Portuguese lenders Banco Comercial Portugues SA (BCP), Banco Espirito Santo SA (BES) and Banco BPI SA (BPI) may report losses for 2011 after an increase in impairments related to pension liabilities, Greek bonds and bad loans.
Banco Comercial, the biggest non-state bank by assets, may report a net loss of 760.5 million euros ($1 billion), according to the median of four analyst estimates in a Bloomberg News survey. Espirito Santo, the biggest by market value, may report a 15 million-euro loss, according to the median of five estimates, and BPI may report a 13.5 million-euro loss, according to the median estimate of four analysts.

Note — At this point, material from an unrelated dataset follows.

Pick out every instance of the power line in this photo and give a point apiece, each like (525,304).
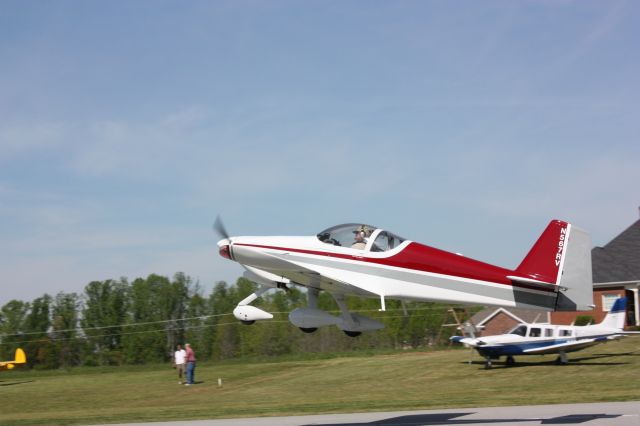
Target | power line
(202,317)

Portuguese banks have been under pressure after the country became the third in the euro area to request external aid, following Greece and Ireland, and as international regulators demand banks recognize losses on Greek debt holdings.
The impairments related to pension liabilities stem from the transfer to the Portuguese government of part of the banks’ pension funds. The banks were also required to increase provisions for loan losses after their books were audited as part of the European Union and International Monetary Fund’s aid package. Banco Comercial may also report a writedown on its Greek unit, Antonio Ramirez, an analyst at KBW Inc., said in a report Jan. 30.

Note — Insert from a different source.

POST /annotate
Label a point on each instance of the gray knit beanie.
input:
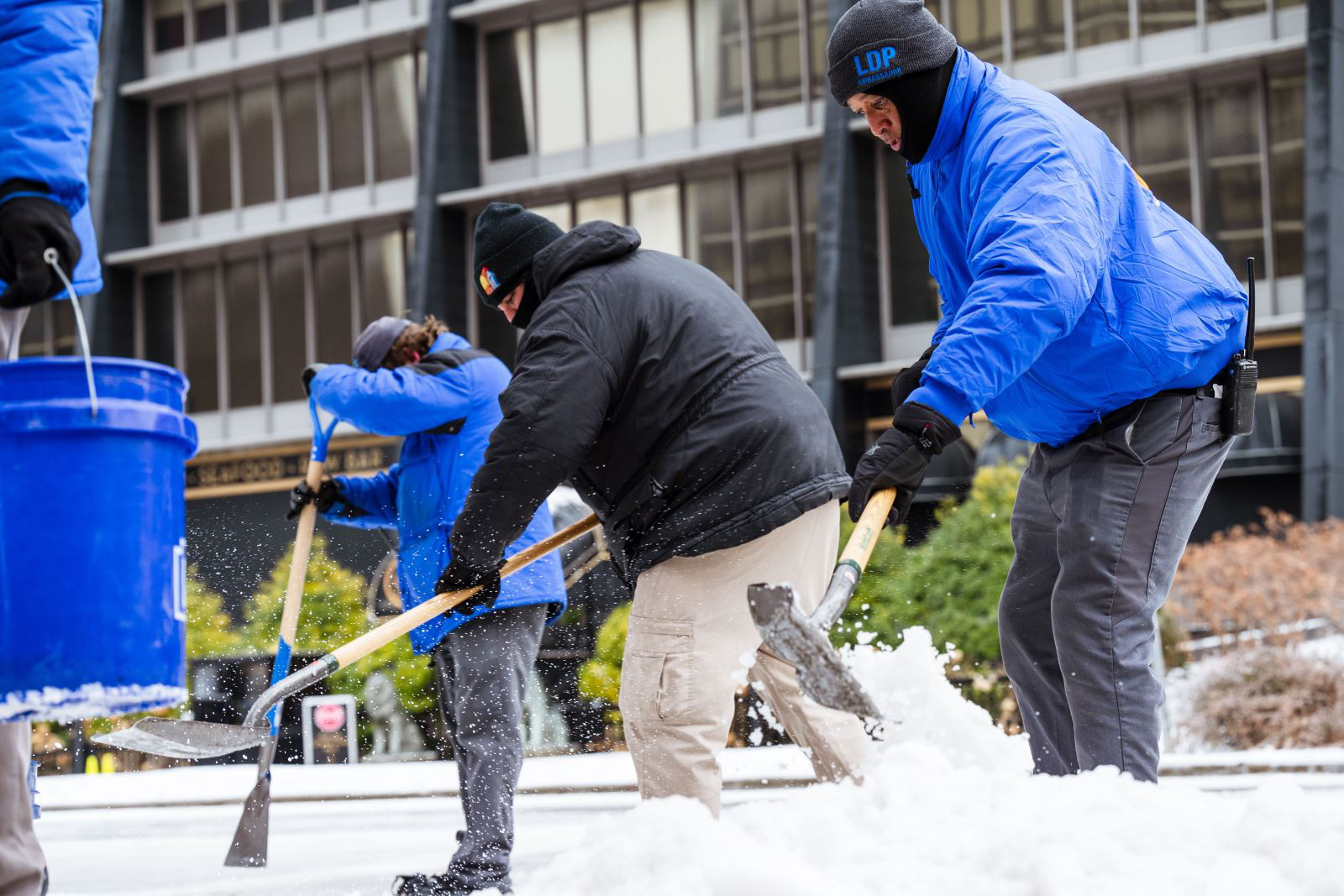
(882, 39)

Estimates for Oporto-based BPI ranged from a loss of 135 million euros to net income of 119 million euros, depending on how the analysts estimate the bank will report a writedown on its Greek bonds.

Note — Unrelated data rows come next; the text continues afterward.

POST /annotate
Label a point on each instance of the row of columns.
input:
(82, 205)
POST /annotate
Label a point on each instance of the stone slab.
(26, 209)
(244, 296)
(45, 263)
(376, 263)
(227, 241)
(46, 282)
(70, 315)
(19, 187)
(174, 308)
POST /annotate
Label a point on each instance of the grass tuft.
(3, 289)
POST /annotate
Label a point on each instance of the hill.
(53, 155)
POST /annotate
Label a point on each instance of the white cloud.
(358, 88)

BPI is scheduled to report earnings today after the 4:30 p.m. close of trading in Lisbon, and Banco Comercial and Espirito Santo plan to report tomorrow.
As part of the EU and IMF’s aid plan, banks were required to have a core Tier 1 capital ratio, a measure of financial strength, of 9 percent by the end of 2011 and 10 percent by the end of 2012.
Banks’ earnings may still be under pressure this year even without the one-time increases in impairments, said Antonio de Sousa, president of the Association of Portuguese Banks.
“2012 won’t be much better,” de Sousa told reporters in Lisbon on Jan. 31. “The banks’ retail business is very depressed.”